Spina: «A Bisceglie illegalità diffusa e clima di disordine pubblico e insicurezza sociale»

3 Settembre 2020 0 Di ladiretta1993

«Lunedì 7 ci sarà un consiglio comunale sulle questioni tributarie della città. Nessun beneficio tari per commercianti e cittadini che, per 3 mesi, stando chiusi in casa per volontà statale, non hanno prodotto i rifiuti su cui presuntivamente viene calibrato il servizio e vengono pagati i tributi. Chi si gioverà di almeno un terzo dei circa 8 milioni di euro previsti a carico dei cittadini per un servizio che non si è espletato? Ma lunedì 7 nelle questioni introduttive non potrà tacersi di quello che è diventata una percezione comune: l’illegalità diffusa e il clima di disordine pubblico e insicurezza sociale, che vengono peraltro alimentati dalle condotte di chi governa oggi Bisceglie.
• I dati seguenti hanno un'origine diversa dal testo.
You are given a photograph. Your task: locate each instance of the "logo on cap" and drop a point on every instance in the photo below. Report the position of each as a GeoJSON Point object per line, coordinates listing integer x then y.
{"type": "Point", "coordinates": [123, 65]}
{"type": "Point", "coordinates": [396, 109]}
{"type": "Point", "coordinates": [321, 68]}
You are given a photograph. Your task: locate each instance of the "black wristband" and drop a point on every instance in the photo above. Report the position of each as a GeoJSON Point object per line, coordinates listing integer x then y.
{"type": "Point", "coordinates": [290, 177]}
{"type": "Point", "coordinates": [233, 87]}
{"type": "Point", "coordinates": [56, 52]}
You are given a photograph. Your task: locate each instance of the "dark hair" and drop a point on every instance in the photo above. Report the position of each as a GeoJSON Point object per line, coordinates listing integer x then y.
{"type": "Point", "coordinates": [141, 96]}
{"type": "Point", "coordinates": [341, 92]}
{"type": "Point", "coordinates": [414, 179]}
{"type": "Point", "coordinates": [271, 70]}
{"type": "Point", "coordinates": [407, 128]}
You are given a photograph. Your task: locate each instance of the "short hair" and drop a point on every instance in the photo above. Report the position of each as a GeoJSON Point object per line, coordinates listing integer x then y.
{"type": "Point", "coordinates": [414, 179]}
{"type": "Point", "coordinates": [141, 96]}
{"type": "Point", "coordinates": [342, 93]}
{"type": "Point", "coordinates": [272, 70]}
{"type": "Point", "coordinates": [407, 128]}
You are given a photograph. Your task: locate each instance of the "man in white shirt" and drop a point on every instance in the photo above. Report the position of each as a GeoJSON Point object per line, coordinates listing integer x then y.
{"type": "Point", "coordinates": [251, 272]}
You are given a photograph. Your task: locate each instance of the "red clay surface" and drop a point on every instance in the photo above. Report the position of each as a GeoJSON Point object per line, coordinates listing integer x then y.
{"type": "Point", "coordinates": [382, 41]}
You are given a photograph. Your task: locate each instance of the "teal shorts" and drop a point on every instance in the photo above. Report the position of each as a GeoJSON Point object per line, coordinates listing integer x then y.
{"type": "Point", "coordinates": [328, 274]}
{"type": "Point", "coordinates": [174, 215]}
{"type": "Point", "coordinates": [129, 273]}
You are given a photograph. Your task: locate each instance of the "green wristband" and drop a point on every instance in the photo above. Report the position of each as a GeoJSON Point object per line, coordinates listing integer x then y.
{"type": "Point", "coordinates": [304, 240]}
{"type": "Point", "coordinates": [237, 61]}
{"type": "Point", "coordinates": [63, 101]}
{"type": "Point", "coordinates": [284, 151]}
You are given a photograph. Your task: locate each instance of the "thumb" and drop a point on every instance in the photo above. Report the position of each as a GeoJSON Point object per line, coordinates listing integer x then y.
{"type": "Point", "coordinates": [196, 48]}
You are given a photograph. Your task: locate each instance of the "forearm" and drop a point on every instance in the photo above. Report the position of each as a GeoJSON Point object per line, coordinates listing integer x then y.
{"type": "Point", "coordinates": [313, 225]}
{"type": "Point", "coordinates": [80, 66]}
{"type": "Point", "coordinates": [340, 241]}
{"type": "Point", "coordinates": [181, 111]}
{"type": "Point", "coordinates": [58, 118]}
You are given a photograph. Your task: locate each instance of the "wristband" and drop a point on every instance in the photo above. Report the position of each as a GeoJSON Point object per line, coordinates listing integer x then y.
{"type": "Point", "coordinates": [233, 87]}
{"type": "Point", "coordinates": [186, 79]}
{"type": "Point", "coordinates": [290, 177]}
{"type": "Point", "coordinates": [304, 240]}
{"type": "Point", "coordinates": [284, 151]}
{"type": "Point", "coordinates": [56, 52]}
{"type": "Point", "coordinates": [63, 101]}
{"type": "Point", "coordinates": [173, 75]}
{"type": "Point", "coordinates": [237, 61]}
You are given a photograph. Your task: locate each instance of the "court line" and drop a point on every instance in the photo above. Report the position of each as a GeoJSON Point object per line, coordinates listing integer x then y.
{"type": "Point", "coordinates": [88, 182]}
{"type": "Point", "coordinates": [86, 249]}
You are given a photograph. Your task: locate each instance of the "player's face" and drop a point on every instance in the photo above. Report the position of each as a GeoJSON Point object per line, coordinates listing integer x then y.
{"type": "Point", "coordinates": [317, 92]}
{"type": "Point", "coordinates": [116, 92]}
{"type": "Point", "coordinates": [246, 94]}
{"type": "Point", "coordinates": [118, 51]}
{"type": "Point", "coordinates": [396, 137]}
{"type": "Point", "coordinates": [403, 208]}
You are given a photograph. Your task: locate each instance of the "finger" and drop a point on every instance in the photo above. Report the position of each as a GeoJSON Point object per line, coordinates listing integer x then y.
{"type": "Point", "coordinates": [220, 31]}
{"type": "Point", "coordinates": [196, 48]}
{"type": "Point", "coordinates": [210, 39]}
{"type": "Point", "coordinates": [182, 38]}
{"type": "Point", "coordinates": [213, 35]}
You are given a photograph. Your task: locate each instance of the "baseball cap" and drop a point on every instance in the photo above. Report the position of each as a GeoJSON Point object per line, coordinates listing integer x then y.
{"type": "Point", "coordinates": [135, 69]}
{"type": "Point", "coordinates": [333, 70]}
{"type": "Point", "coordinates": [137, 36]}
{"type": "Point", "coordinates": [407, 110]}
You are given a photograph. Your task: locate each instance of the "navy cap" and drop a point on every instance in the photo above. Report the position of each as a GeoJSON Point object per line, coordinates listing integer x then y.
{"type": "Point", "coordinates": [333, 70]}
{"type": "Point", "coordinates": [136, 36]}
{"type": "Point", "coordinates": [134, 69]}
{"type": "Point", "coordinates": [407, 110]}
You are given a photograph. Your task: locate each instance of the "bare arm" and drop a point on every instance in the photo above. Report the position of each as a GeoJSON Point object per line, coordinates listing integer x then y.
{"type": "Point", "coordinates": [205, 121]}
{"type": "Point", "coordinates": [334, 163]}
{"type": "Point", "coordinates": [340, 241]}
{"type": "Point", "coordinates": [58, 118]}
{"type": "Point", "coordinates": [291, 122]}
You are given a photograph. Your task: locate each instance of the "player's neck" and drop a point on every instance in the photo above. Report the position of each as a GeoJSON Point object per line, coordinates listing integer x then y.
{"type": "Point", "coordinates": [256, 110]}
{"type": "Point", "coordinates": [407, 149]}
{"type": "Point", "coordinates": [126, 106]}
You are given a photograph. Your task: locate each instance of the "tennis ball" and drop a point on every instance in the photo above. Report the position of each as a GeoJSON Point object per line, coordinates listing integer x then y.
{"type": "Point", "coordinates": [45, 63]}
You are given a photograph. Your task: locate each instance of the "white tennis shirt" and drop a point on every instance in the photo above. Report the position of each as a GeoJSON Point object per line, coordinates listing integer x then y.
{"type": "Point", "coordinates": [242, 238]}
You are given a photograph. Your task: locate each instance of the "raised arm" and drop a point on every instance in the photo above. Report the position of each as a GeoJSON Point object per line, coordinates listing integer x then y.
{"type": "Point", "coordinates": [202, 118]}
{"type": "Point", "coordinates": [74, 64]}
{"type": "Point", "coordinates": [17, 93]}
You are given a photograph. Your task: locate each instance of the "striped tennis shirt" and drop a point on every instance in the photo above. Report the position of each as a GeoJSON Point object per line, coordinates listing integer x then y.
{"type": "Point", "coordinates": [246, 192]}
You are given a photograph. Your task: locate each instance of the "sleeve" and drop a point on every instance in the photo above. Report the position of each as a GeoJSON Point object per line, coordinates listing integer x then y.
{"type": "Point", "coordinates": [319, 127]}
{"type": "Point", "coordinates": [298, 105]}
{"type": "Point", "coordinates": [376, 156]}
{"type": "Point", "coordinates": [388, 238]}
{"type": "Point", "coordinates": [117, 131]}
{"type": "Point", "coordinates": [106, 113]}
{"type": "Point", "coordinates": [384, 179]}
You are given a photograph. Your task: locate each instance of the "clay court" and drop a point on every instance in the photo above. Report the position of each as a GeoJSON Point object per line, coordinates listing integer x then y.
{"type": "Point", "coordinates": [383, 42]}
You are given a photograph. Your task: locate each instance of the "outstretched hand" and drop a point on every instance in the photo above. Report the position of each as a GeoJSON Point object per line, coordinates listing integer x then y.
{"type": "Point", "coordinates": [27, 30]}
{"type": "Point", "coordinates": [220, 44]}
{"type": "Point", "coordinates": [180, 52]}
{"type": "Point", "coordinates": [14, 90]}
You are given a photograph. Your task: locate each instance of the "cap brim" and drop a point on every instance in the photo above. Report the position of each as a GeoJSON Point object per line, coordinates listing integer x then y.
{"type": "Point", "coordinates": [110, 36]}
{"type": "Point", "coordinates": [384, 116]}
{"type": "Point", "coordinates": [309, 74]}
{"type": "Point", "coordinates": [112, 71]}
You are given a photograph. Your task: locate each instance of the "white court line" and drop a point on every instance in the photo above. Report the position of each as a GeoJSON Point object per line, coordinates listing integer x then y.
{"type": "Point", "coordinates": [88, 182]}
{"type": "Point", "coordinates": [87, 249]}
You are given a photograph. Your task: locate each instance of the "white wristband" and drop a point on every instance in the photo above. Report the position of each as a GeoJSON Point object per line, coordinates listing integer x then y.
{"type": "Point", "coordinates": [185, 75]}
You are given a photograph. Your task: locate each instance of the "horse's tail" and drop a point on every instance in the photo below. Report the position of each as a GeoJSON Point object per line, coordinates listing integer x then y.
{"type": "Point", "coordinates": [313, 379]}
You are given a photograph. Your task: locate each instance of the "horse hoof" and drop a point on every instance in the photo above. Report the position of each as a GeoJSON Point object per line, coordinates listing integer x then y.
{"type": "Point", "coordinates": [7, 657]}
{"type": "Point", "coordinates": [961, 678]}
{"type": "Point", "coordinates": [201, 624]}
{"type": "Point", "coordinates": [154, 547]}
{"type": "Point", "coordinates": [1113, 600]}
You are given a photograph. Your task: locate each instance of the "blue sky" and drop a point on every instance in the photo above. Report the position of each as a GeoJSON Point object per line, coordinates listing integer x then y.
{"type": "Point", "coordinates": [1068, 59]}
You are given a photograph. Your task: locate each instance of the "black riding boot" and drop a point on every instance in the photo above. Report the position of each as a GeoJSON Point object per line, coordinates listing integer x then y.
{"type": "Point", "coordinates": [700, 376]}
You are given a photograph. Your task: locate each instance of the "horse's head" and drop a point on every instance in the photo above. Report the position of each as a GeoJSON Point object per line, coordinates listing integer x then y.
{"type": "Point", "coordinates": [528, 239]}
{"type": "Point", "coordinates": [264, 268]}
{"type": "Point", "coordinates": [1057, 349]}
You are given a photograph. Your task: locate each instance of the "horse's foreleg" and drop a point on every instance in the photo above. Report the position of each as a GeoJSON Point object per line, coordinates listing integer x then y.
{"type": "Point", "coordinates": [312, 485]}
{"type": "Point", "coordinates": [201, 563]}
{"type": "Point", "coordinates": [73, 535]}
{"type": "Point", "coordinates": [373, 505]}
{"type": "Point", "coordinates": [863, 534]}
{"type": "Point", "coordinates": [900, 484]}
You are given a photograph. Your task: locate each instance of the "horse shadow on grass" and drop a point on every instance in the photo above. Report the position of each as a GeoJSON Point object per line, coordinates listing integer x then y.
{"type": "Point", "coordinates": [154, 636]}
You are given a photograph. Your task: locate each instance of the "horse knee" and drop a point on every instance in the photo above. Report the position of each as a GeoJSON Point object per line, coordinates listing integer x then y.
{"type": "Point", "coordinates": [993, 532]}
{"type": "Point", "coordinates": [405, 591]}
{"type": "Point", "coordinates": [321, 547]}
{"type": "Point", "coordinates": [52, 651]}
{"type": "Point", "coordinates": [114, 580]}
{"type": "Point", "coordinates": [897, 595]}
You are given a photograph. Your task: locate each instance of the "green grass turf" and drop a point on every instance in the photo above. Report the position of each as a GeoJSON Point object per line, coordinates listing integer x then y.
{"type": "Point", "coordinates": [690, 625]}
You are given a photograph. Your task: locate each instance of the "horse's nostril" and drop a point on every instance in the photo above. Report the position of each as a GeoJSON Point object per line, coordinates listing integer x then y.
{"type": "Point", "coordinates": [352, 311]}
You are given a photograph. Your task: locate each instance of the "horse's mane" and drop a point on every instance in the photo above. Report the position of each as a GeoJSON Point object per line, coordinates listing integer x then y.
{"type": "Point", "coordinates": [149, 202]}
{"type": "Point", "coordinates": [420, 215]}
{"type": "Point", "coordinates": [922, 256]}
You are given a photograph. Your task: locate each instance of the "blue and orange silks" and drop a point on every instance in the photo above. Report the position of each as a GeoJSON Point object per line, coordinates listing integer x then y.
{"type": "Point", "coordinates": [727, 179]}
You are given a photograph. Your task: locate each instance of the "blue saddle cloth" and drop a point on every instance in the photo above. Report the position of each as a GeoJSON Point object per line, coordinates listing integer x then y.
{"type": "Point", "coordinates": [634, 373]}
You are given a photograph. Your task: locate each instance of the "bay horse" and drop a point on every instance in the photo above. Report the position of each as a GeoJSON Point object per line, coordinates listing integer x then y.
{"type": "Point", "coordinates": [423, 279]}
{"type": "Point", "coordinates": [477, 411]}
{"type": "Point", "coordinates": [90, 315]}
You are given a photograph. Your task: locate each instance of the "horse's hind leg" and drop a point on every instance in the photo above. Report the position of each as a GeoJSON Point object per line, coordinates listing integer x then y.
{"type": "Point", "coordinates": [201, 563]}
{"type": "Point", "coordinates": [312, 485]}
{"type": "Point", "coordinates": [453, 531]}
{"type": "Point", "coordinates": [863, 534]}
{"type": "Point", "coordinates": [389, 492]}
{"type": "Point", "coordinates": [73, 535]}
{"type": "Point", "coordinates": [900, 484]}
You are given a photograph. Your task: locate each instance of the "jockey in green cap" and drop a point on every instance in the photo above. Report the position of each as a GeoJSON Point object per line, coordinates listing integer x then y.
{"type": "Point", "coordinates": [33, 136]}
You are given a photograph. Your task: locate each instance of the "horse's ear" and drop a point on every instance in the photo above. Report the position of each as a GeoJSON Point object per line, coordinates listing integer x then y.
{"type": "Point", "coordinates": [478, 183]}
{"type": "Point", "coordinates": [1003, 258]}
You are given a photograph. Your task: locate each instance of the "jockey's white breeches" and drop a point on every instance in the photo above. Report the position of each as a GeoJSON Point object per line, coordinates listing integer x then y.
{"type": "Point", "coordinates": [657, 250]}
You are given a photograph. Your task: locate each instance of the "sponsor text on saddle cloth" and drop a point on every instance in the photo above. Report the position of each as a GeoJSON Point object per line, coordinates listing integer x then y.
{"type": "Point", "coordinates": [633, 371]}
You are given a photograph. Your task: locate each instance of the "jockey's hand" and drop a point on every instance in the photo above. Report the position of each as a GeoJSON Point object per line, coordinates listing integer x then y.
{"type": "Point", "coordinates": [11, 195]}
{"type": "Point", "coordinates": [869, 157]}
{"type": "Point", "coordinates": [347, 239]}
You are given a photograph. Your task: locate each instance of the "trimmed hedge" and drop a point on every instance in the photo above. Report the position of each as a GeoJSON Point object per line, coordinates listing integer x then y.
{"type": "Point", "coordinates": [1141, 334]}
La violazione amministrativa di ogni regola e norma, di ogni termine e procedura, è diventata inquietante. Servizi pubblici gestiti senza provvedimenti o prorogati da 3 anni, contributi “raccolti” da gestori di servizi pubblici (in cambio di che cosa??) con disinvoltura da amministratori comunali, ma soprattutto un’oligarchia chiusa ermeticamente su Palazzo San Domenico che dice ai cittadini (questo il messaggio che viene dato consapevolmente) “andate dove volete”, tanto di Bisceglie non parla più nessuno (gli opinionisti amici sono in tutt’altre faccende affacendati).

Spregiudicatezza amministrativa e omertà servono per approvare con disinvoltura atti lottizzatori che nessun politico della storia biscegliese avrebbe mai nemmeno pensato di approvare, e quello che sta scritto nei libri di diritto costituzionale e diritto amministrativo è’ diventato la carta straccia su cui ogni giorno Angarano e c. scrivono gli atti di appalti pubblici senza gara e di proroghe giustificate dalle false dichiarazioni che si sono avviate le procedure di gara (dopo mezzo mandato del sindaco, anche i “protettori” più angelici del mondo si sono accorti che tali dichiarazioni sono false)!».